Sur Internet, aucune trace de membres d’une communauté juive à Gelsenkirchen en âge d’avoir connu Hannah. Toutefois, la municipalité me met en contact avec le professeur Stefan Goch, qui dirige l’Institut historique de la ville et a mené de nombreuses recherches sur sa communauté juive avant et pendant l’Holocauste. Il m’invite à le rencontrer.

Ce sont les vacances d’été. Je suis en visite dans ma famille à Amersfoort. Qu’importe : je choisis de louer une voiture, de filer sur l’A2 en direction d’Eindhoven, puis de prendre l’E34, sortie Gelsenkirchen. Cinq heures de route au total.

Au milieu du trafic, je longe les villages néerlandais, avec leurs maisons de rangée aux toits couverts de tuiles rouges, leurs prés remplis de vaches noir et blanc ponctuant des immensités vertes. Je ne remarque même pas mon passage à la frontière allemande, devenue presque invisible. Mon franc tombe lorsque je vois l’autoroute se muer en une longue ligne de béton gris et fatigué, que les Allemands appellent Autobahn.

Les premiers plans d’une autoroute sans croisements, et à deux chaussées à sens unique permettant le trafic dans les deux sens, existaient déjà lorsqu’Elias et Havah fuirent la Pologne pour l’Allemagne. Cependant, la construction n’avança que bien lentement, et la plupart des voies projetées ne dépassèrent pas le stade de la conception.

Le véritable réseau autoroutier allemand ne vit le jour que sous le règne de Fritz Todt, l’inspecteur général de la voirie allemande. C’était en 1933 et Hitler était déjà au pouvoir avec le parti national-socialiste. 180 000 personnes s’acharnèrent à la construction de ces voies de béton déprimantes qui traversent encore aujourd’hui l’Allemagne. À l’origine, ces routes ne furent pas dessinées en vue d’améliorer l’infrastructure et la vie quotidienne des citoyens, mais, comme on le présente bien souvent, pour faciliter les déplacements de l’armée nazie à travers tout le territoire.

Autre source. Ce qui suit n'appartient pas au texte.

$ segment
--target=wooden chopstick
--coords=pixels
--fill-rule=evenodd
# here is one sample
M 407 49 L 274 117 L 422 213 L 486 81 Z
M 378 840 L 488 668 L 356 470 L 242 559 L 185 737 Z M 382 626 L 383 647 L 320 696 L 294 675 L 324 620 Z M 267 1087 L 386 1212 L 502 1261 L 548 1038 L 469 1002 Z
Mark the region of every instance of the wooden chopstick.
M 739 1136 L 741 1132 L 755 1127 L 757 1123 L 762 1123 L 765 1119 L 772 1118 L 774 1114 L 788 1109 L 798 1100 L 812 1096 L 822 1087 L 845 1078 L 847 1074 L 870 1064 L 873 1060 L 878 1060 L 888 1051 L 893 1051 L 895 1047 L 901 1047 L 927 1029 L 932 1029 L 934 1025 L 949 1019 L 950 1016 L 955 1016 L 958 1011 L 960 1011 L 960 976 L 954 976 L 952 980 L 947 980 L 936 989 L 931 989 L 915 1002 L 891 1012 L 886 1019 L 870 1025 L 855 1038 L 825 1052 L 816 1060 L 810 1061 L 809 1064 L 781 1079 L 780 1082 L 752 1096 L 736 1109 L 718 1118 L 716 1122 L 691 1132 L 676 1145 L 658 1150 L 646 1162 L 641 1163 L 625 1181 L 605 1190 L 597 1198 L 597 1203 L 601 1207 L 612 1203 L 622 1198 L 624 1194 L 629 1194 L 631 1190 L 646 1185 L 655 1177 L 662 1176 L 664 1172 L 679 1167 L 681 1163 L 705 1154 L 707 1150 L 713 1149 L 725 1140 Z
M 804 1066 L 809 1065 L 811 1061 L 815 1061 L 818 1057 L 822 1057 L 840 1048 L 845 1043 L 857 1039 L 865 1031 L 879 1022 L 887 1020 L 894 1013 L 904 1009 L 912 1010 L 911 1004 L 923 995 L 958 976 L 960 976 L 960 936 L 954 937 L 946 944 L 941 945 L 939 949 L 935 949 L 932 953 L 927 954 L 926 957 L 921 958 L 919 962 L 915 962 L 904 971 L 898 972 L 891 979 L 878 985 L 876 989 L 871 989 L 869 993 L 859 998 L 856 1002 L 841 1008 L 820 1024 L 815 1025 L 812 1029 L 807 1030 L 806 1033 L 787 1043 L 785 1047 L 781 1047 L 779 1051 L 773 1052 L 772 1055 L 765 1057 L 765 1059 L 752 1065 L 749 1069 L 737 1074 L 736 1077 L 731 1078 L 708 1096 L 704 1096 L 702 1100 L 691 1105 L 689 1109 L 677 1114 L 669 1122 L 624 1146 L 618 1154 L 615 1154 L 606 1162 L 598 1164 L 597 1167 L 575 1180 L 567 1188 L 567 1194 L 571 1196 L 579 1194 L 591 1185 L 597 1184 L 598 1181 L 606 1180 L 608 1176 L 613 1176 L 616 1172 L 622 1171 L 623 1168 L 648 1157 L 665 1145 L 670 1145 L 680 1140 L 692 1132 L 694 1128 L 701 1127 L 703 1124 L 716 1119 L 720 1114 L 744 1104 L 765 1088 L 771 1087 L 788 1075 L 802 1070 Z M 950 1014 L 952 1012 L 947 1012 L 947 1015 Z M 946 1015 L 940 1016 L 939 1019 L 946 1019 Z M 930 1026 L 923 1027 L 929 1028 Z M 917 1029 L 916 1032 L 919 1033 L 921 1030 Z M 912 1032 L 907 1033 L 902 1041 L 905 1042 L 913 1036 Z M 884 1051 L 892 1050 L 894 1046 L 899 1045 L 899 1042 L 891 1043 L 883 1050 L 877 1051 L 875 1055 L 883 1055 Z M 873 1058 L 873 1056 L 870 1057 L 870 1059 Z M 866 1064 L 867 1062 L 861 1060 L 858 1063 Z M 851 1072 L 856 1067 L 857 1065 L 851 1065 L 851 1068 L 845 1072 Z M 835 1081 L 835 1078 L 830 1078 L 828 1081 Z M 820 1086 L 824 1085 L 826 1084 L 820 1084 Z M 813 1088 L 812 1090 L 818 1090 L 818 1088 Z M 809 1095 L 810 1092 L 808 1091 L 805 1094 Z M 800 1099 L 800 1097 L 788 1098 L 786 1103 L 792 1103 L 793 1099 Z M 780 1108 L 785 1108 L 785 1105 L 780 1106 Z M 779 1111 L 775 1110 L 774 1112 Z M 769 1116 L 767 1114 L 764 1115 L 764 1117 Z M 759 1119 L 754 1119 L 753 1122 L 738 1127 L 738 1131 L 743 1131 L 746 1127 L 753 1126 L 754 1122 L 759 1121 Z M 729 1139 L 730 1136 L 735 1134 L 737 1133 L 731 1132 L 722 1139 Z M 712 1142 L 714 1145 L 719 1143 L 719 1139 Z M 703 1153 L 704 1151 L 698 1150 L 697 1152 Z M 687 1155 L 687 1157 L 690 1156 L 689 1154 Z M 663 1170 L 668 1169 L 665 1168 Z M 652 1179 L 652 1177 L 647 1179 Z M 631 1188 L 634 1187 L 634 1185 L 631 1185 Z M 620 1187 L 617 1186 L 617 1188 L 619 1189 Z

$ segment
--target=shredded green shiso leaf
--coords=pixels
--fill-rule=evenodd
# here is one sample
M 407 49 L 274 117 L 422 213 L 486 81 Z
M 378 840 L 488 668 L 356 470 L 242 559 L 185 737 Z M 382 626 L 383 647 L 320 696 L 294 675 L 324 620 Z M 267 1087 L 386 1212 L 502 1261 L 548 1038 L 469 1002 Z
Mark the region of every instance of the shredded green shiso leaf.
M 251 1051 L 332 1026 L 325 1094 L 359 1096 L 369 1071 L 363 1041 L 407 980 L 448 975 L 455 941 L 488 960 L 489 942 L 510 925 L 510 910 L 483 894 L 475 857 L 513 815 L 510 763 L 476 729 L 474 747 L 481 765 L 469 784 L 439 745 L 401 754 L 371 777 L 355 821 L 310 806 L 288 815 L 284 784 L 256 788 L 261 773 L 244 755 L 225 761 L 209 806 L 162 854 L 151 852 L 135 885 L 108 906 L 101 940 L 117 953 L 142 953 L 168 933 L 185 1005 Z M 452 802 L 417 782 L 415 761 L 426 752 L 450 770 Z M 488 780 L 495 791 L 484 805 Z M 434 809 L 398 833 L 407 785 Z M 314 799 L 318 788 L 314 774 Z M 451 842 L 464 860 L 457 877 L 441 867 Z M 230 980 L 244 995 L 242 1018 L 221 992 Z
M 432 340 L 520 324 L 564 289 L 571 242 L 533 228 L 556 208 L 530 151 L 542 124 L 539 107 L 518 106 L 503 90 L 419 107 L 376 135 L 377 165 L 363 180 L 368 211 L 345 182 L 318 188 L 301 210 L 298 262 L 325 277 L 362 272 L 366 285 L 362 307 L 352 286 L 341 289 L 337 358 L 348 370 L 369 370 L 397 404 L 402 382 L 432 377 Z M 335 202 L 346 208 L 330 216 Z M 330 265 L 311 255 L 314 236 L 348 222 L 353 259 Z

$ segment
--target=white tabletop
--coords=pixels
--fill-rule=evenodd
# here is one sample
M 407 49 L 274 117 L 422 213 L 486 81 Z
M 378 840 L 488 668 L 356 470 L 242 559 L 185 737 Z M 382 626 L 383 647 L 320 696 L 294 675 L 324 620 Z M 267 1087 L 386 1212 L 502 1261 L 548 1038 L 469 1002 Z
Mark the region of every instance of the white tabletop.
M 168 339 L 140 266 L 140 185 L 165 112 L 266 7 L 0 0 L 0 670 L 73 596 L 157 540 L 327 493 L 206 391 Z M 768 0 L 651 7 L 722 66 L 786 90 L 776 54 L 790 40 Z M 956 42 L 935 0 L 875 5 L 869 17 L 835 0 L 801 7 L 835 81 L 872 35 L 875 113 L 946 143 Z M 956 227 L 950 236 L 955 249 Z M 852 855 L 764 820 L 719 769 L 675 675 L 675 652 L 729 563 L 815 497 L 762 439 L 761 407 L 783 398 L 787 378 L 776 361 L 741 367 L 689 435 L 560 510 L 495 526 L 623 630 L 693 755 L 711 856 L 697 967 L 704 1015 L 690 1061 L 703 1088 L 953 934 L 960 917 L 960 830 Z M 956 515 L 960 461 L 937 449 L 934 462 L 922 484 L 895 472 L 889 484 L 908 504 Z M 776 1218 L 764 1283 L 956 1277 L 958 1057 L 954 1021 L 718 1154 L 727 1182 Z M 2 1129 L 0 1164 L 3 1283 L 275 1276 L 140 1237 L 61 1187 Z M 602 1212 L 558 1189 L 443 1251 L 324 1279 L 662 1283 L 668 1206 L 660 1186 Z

Sur cette route, le convoi un peu secoué des usagers longe le vaste territoire de la Ruhr. L’air devient épais alors que c’est une belle journée d’été avec un ciel dégagé. J’ai l’impression d’être noyée sous la brume.

Les cités industrielles de Kempen, Moers et Duisbourg sont si proches qu’elles forment comme un seul grand ensemble urbain, dont on ne voit pas la fin. Avant Duisbourg, la route passe le Rhin, l’un des plus longs fleuves d’Europe. Sur ses rives s’élèvent les cheminées des usines d’acier, dont les silhouettes noires se découpent dans le gris de l’horizon.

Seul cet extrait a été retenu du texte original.